Public account: Youerhuts author: Peter editor: Peter

My name is Peter, and I’m here to illustrate two important functions in Pandas: stack and unstack.

Stack and unstack are two ways to rearrange the shafts of pandas, and they are mutually inverse:

  • Stack: rotates data columns into row index
  • Unstack: Rotates the data row index into columns
  • Both default to the innermost layer

Pandas serialized articles

This is the 16th article to be updated by Pandas.

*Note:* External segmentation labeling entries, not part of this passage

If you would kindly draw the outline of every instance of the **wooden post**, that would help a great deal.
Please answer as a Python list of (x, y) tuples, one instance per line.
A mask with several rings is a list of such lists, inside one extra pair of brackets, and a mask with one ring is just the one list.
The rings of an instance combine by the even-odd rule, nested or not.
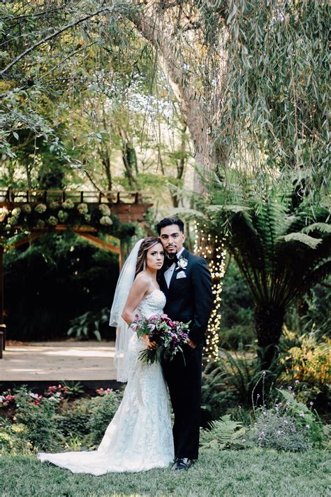
[(0, 359), (6, 347), (6, 325), (3, 324), (3, 245), (0, 243)]

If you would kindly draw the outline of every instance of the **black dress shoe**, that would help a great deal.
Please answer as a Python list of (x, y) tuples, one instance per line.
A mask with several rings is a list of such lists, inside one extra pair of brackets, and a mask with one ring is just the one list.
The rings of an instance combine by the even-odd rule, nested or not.
[(172, 466), (172, 469), (175, 471), (182, 471), (189, 469), (193, 463), (194, 461), (192, 459), (189, 459), (187, 457), (179, 457)]

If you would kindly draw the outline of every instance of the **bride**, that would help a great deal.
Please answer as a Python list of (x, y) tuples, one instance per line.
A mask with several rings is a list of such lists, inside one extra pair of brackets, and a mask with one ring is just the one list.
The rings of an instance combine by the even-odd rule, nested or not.
[(130, 329), (138, 313), (145, 317), (162, 314), (166, 297), (156, 282), (164, 261), (158, 238), (140, 240), (119, 275), (110, 313), (117, 326), (115, 363), (117, 380), (128, 382), (122, 401), (97, 450), (60, 454), (39, 453), (73, 473), (145, 471), (166, 468), (174, 459), (168, 392), (159, 363), (147, 365), (138, 359), (150, 347), (148, 336), (138, 338)]

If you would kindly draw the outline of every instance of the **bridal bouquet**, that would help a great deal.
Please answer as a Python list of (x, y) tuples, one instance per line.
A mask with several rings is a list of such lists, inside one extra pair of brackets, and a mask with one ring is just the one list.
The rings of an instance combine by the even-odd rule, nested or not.
[(139, 359), (147, 364), (152, 364), (163, 357), (171, 361), (178, 352), (183, 353), (182, 346), (187, 343), (189, 323), (172, 321), (166, 314), (155, 315), (150, 317), (140, 317), (138, 315), (131, 327), (138, 336), (148, 335), (154, 344), (152, 349), (142, 350)]

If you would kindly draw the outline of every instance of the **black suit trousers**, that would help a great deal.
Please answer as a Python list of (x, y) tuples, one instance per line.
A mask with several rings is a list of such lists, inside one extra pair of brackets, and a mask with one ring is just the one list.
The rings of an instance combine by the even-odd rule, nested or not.
[(175, 455), (197, 459), (201, 404), (203, 344), (195, 349), (183, 347), (172, 361), (163, 363), (175, 414), (173, 437)]

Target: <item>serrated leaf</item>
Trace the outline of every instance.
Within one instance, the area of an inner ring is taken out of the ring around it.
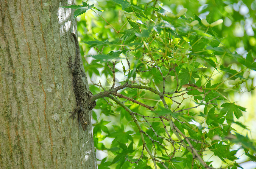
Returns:
[[[221,106],[223,108],[221,110],[221,114],[223,116],[226,114],[226,119],[228,123],[234,121],[233,113],[236,118],[238,119],[243,116],[241,110],[245,111],[246,109],[241,106],[236,105],[235,103],[226,103]]]

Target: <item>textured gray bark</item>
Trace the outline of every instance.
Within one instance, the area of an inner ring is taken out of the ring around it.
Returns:
[[[67,1],[0,0],[1,168],[97,168],[91,125],[69,118],[77,31]]]

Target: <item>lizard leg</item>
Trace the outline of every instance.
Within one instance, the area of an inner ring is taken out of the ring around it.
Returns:
[[[77,106],[76,109],[74,110],[74,111],[69,111],[69,113],[71,113],[72,114],[71,115],[69,116],[69,118],[70,118],[71,117],[72,117],[73,118],[73,119],[74,119],[74,118],[76,117],[76,114],[78,111],[79,111],[81,109],[81,106]]]

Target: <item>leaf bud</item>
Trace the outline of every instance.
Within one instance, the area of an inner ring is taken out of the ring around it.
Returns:
[[[166,16],[171,18],[174,18],[176,17],[175,15],[169,12],[166,12],[165,14]]]
[[[208,23],[207,21],[205,19],[202,19],[201,20],[201,22],[202,22],[202,23],[205,26],[208,27],[210,25],[210,24],[209,23]]]
[[[228,84],[234,85],[237,83],[237,81],[235,80],[230,80],[228,82]]]
[[[222,23],[222,22],[223,22],[223,20],[219,19],[217,21],[214,22],[210,24],[210,27],[213,27],[213,26],[217,26],[217,25],[219,25],[220,24],[221,24]]]
[[[197,24],[198,24],[199,23],[199,22],[198,20],[193,20],[191,22],[191,23],[190,23],[189,25],[191,26],[193,26],[196,25]]]
[[[244,72],[244,73],[243,73],[243,77],[245,79],[247,79],[248,78],[248,77],[249,77],[249,75],[250,74],[250,72],[247,71]]]
[[[136,6],[138,4],[137,0],[131,0],[131,4],[132,5]]]
[[[176,15],[176,17],[179,17],[182,16],[182,15],[185,13],[187,11],[188,11],[188,9],[187,8],[183,8],[179,12],[177,15]]]

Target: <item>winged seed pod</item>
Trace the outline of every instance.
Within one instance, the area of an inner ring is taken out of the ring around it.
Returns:
[[[203,19],[201,20],[201,22],[202,22],[202,23],[204,24],[204,25],[206,27],[208,27],[210,25],[210,24],[205,19]]]
[[[177,14],[176,15],[176,17],[179,17],[182,16],[182,15],[185,13],[187,11],[188,11],[188,9],[187,8],[183,8],[179,12],[179,13]]]
[[[210,27],[213,27],[213,26],[217,26],[218,25],[219,25],[220,24],[221,24],[222,23],[222,22],[223,22],[223,20],[222,19],[219,19],[217,20],[217,21],[216,21],[215,22],[214,22],[213,23],[212,23],[210,24]]]

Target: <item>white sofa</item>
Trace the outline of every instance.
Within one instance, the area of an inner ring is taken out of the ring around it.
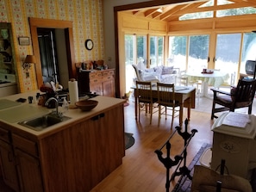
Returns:
[[[156,66],[149,69],[138,69],[139,79],[142,81],[155,81],[164,84],[176,84],[179,68],[173,66]]]

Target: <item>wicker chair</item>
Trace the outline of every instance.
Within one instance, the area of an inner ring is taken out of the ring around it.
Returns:
[[[214,92],[211,119],[217,118],[215,113],[222,111],[234,111],[235,108],[248,107],[248,114],[252,114],[253,102],[255,96],[256,80],[239,80],[236,87],[230,92],[212,88]],[[223,107],[215,108],[215,104]]]

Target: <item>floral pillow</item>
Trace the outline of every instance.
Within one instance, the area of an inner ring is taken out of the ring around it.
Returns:
[[[155,66],[153,67],[154,72],[157,76],[162,75],[163,66]]]
[[[164,66],[162,75],[173,74],[173,66]]]
[[[153,74],[154,73],[153,68],[147,68],[144,70],[144,72]]]

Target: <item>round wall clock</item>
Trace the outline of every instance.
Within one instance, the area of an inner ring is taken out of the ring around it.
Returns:
[[[84,44],[85,44],[85,48],[87,50],[91,50],[93,48],[92,40],[90,40],[90,39],[86,40]]]

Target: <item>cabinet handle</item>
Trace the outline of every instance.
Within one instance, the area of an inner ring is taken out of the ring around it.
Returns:
[[[96,116],[92,117],[91,120],[92,120],[92,121],[97,121],[97,120],[99,120],[100,118],[104,117],[104,116],[105,116],[105,114],[100,114],[100,115],[96,115]]]
[[[12,158],[13,156],[12,156],[12,154],[11,154],[11,152],[8,152],[8,160],[9,161],[9,162],[12,162],[13,161],[13,158]]]

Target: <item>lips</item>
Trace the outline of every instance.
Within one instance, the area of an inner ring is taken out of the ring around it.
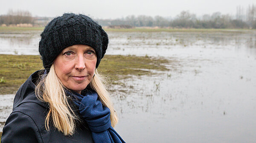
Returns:
[[[84,80],[87,76],[71,76],[71,77],[76,81],[82,81]]]

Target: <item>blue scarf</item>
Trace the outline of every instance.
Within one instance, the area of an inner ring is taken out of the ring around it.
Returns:
[[[73,101],[92,131],[94,142],[125,143],[111,126],[110,110],[102,106],[95,91],[88,90],[84,96],[72,93],[70,94],[74,97]]]

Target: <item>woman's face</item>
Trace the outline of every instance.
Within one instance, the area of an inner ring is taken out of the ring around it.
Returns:
[[[66,48],[58,56],[54,69],[66,88],[81,94],[93,76],[96,62],[93,48],[75,45]]]

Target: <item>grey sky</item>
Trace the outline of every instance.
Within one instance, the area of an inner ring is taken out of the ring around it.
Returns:
[[[255,0],[2,0],[0,14],[8,10],[28,10],[33,16],[54,17],[64,12],[82,13],[94,18],[116,18],[128,15],[175,17],[183,10],[189,10],[197,16],[219,11],[235,15],[236,6],[244,9]],[[253,3],[254,2],[254,3]]]

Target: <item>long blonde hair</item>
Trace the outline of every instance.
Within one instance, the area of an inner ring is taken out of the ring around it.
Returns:
[[[35,89],[38,99],[47,103],[49,110],[46,116],[45,126],[49,130],[49,124],[52,121],[53,126],[65,135],[73,135],[76,128],[76,120],[79,119],[72,109],[66,95],[65,87],[55,73],[54,63],[46,75],[42,75]],[[110,109],[111,126],[114,127],[118,119],[109,93],[106,90],[103,76],[95,70],[95,75],[89,86],[98,93],[103,105]]]

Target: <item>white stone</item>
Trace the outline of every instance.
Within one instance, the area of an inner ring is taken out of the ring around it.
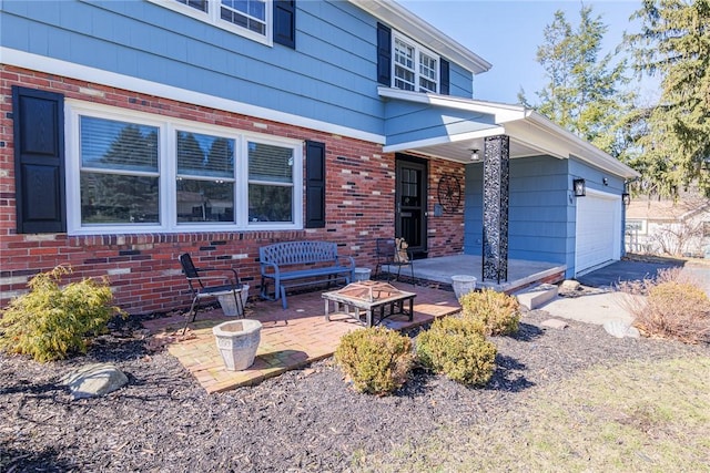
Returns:
[[[105,395],[128,384],[128,377],[111,363],[90,364],[61,379],[68,385],[72,399]]]

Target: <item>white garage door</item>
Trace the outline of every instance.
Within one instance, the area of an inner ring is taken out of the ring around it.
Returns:
[[[621,196],[587,189],[577,197],[575,274],[621,257]]]

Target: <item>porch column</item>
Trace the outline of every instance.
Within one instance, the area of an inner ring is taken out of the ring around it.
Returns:
[[[508,280],[508,182],[510,140],[488,136],[484,146],[483,280]]]

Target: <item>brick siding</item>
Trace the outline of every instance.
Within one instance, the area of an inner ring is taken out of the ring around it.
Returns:
[[[285,232],[18,235],[12,85],[58,92],[68,99],[121,109],[324,142],[326,226]],[[353,256],[357,266],[374,267],[375,239],[394,234],[395,156],[382,153],[381,145],[7,65],[0,65],[0,307],[26,290],[32,275],[61,264],[73,268],[73,275],[65,281],[106,276],[114,290],[114,302],[130,313],[163,312],[190,304],[186,282],[178,264],[181,253],[190,251],[197,266],[236,268],[252,286],[252,294],[256,294],[258,247],[262,245],[293,239],[336,241],[339,251]],[[458,212],[442,217],[433,215],[439,177],[453,174],[463,185],[464,166],[428,160],[428,255],[457,254],[462,251],[464,238],[463,198]]]

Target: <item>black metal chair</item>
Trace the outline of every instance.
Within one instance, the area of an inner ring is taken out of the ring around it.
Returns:
[[[244,306],[242,305],[242,290],[244,288],[240,282],[240,276],[236,270],[196,268],[189,253],[180,255],[179,259],[182,271],[187,278],[190,292],[192,294],[192,306],[190,306],[190,311],[185,315],[185,326],[182,329],[183,335],[185,330],[187,330],[187,323],[195,321],[200,301],[209,297],[224,296],[225,292],[229,294],[231,291],[234,297],[234,304],[236,305],[236,313],[244,316]],[[217,273],[221,273],[221,276],[217,275]],[[215,285],[215,282],[222,284]],[[192,316],[192,320],[190,320],[190,316]]]
[[[397,268],[396,280],[399,280],[402,268],[408,266],[412,276],[412,285],[415,286],[416,280],[414,279],[414,258],[412,251],[408,248],[398,248],[397,238],[377,238],[376,256],[377,264],[375,266],[375,279],[379,277],[383,266],[387,266],[387,282],[389,282],[393,267]]]

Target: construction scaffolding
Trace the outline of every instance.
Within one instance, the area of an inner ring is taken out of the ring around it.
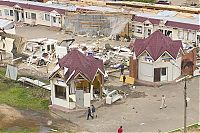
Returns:
[[[110,37],[124,31],[130,18],[112,13],[73,13],[65,17],[64,28],[81,35]]]

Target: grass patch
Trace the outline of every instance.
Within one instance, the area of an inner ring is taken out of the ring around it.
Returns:
[[[38,129],[17,129],[17,130],[2,130],[0,129],[0,133],[37,133]]]
[[[156,0],[124,0],[124,1],[136,1],[136,2],[144,2],[144,3],[155,3]]]
[[[23,87],[21,84],[3,77],[4,74],[5,69],[0,68],[0,104],[22,109],[48,109],[49,91],[35,87]]]

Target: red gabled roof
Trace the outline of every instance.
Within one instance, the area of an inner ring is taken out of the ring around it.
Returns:
[[[170,26],[170,27],[176,27],[176,28],[200,30],[200,25],[186,24],[186,23],[181,23],[181,22],[167,21],[165,25]]]
[[[179,50],[182,49],[182,42],[180,40],[173,41],[160,30],[157,30],[146,39],[136,39],[132,47],[134,47],[136,57],[147,51],[155,61],[167,51],[176,59]]]
[[[157,24],[157,25],[159,25],[161,21],[160,19],[141,17],[141,16],[133,16],[132,20],[141,22],[141,23],[145,22],[146,20],[149,20],[152,24]],[[181,22],[175,22],[175,21],[167,21],[165,23],[165,26],[170,26],[174,28],[183,28],[187,30],[200,30],[200,25],[181,23]]]
[[[160,23],[160,19],[146,18],[141,16],[134,16],[132,20],[142,23],[145,22],[146,20],[149,20],[152,24],[157,24],[157,25]]]
[[[68,72],[65,74],[65,79],[75,70],[75,73],[71,78],[74,78],[77,74],[84,75],[89,81],[95,78],[96,72],[100,69],[104,73],[103,61],[95,59],[92,56],[86,56],[78,50],[72,50],[65,55],[58,62],[61,68],[68,68]]]

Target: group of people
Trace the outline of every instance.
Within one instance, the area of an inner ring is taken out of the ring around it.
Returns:
[[[97,118],[97,114],[96,114],[96,108],[94,107],[94,105],[92,105],[92,107],[88,107],[88,110],[87,110],[87,120],[89,120],[89,118],[92,118],[94,119],[94,117]]]

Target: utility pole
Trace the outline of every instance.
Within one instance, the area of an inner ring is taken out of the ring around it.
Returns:
[[[184,87],[184,133],[186,133],[186,110],[187,110],[187,85],[186,85],[186,77],[185,77],[185,87]]]

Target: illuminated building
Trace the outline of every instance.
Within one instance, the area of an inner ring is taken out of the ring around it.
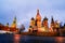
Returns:
[[[14,20],[13,20],[13,23],[12,23],[12,26],[11,26],[12,28],[16,28],[16,16],[14,17]]]
[[[34,28],[34,26],[35,26],[35,18],[34,18],[34,17],[31,17],[30,26],[31,26],[32,28]]]
[[[43,20],[42,20],[42,27],[44,27],[44,31],[48,31],[49,30],[49,27],[48,27],[48,18],[44,17]]]
[[[9,23],[6,23],[6,27],[9,27]]]
[[[36,15],[36,23],[37,23],[37,27],[40,28],[41,27],[41,16],[39,13],[39,10],[37,10],[37,15]]]
[[[53,16],[51,18],[51,27],[50,28],[53,29],[53,31],[55,29],[55,23],[54,23]]]

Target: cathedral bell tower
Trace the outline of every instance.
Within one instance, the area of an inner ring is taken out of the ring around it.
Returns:
[[[40,28],[41,27],[41,16],[40,16],[39,10],[37,10],[36,23],[37,23],[37,27]]]
[[[16,28],[16,16],[14,17],[14,19],[13,19],[13,23],[12,23],[12,26],[11,26],[12,28]]]

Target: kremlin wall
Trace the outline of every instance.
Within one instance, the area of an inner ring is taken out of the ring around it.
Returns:
[[[37,10],[36,18],[31,17],[30,25],[29,25],[29,32],[51,32],[56,31],[60,28],[58,20],[54,22],[53,16],[51,18],[51,24],[49,28],[48,18],[44,16],[44,18],[41,20],[41,15],[39,13],[39,10]]]

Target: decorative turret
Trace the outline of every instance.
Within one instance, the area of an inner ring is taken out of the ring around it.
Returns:
[[[12,26],[11,26],[12,28],[16,28],[16,16],[14,17],[14,20],[13,20],[13,23],[12,23]]]

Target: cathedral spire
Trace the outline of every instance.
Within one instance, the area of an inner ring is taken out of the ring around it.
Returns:
[[[12,26],[11,26],[11,27],[16,28],[16,16],[14,17],[14,19],[13,19],[13,23],[12,23]]]
[[[37,10],[37,14],[39,14],[39,9]]]

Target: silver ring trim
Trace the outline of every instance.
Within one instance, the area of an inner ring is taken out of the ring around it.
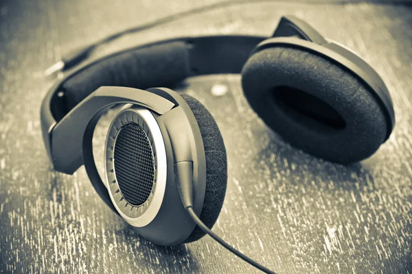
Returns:
[[[139,106],[127,105],[123,108],[110,125],[104,150],[104,173],[108,194],[115,208],[122,217],[134,227],[148,225],[156,216],[163,202],[166,188],[167,160],[166,149],[160,127],[153,114]],[[144,131],[153,151],[154,176],[152,192],[141,206],[127,202],[119,188],[114,169],[114,147],[122,127],[130,123],[139,125]]]

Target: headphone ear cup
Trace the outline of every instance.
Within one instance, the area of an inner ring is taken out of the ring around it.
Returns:
[[[313,155],[348,164],[385,140],[388,125],[374,90],[316,53],[287,46],[258,51],[243,68],[242,85],[266,125]]]
[[[220,131],[206,108],[192,97],[181,94],[187,103],[199,127],[206,156],[206,190],[200,219],[211,229],[216,223],[225,200],[227,184],[226,149]],[[197,240],[205,236],[197,225],[185,242]]]

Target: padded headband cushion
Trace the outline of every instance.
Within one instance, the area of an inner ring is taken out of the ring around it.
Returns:
[[[62,85],[67,111],[102,86],[146,89],[170,86],[188,76],[184,42],[170,42],[111,55],[68,79]]]
[[[197,121],[206,155],[206,191],[201,220],[209,228],[216,223],[225,200],[227,184],[226,149],[219,128],[211,114],[196,99],[181,94]],[[196,225],[185,242],[197,240],[205,232]]]
[[[343,164],[371,155],[387,121],[374,91],[353,73],[314,53],[272,47],[242,70],[243,90],[262,120],[294,146]]]

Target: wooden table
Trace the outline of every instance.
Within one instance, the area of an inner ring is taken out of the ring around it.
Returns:
[[[212,2],[1,1],[0,273],[258,273],[209,237],[177,247],[147,242],[106,207],[84,168],[73,176],[53,171],[42,141],[40,105],[54,83],[42,73],[61,53]],[[214,231],[279,273],[411,273],[411,6],[298,2],[215,8],[124,37],[93,58],[180,36],[269,35],[287,14],[357,51],[387,85],[397,123],[378,153],[349,166],[307,155],[268,130],[238,76],[182,86],[214,116],[227,149],[228,189]],[[216,85],[227,93],[215,98]],[[97,129],[97,153],[106,122]]]

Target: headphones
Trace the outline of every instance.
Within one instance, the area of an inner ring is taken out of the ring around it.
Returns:
[[[272,37],[161,40],[77,69],[52,88],[41,107],[54,169],[73,174],[84,164],[107,206],[157,245],[190,242],[207,233],[225,246],[210,231],[227,179],[218,126],[194,98],[151,88],[218,73],[241,73],[244,96],[263,121],[292,145],[329,161],[370,156],[395,124],[389,91],[365,61],[285,16]],[[103,182],[93,130],[103,113],[121,103],[107,134]]]

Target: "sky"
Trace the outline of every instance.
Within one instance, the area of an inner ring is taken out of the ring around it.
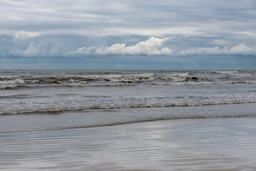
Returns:
[[[256,1],[0,0],[0,69],[256,69]]]

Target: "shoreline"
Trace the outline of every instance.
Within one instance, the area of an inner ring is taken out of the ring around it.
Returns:
[[[0,134],[4,170],[255,170],[255,118]]]

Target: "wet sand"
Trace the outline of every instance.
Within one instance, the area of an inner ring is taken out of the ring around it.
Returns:
[[[256,170],[256,118],[0,134],[1,170]]]

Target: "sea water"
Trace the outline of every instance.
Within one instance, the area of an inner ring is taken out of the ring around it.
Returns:
[[[0,71],[0,133],[255,117],[255,71]]]

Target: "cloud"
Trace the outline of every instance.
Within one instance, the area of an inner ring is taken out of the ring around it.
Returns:
[[[82,47],[71,52],[71,55],[169,55],[169,56],[204,56],[204,55],[256,55],[256,48],[248,47],[244,43],[228,48],[196,48],[174,52],[163,43],[171,37],[158,38],[151,37],[145,41],[140,41],[134,46],[126,46],[126,43],[115,43],[108,47]]]
[[[134,46],[126,46],[126,43],[116,43],[108,47],[82,47],[71,53],[73,55],[170,55],[173,51],[163,47],[163,43],[172,37],[158,38],[151,37]]]
[[[256,48],[246,46],[243,43],[227,48],[225,46],[221,48],[219,46],[213,48],[198,48],[183,50],[175,53],[177,56],[202,56],[202,55],[256,55]]]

Here are some detailed examples of how to use both

stack

The main function of the stack function is to turn the original column into the innermost row index, after the transformation is multi-level index. Official text:

Stack the prescribed level(s) from columns to index.

Use method:

pd.stack(level=-1, dropna=True)
Copy the code
  • Level means that the transformation is the innermost level
  • Dropna represents the processing of missing values

This is illustrated by a diagram on the website: the column property AB becomes the row index AB

Stack the single-layer DataFrame

import pandas as pd 
import numpy as np
Copy the code

Take a look at the default:

We find that the index of DF2 has also become a multilevel index:

One more feature: When we stack a single-layer DataFrame, it becomes a Series:

Stack the multilayer DataFrame

First we generate a multilevel column number type

Simulate a multilevel column of attributes:

Look at the analog data DF3 for more information:

type(df3)
pandas.core.frame.DataFrame

df3.index
Index(['Ming'.'little red'], dtype='object')

df3.columns
MultiIndex([('information'.'sex'),
            ('information'.'weight') ",Copy the code

Look at the data after the stack:

The comparison

Compare the original data with the generated new data:

1. Index comparison

2. Column attribute comparison

3. Data type comparison

Parameter level

Level controls the stacking of one or more attributes; You can use numeric indexes or name indexes.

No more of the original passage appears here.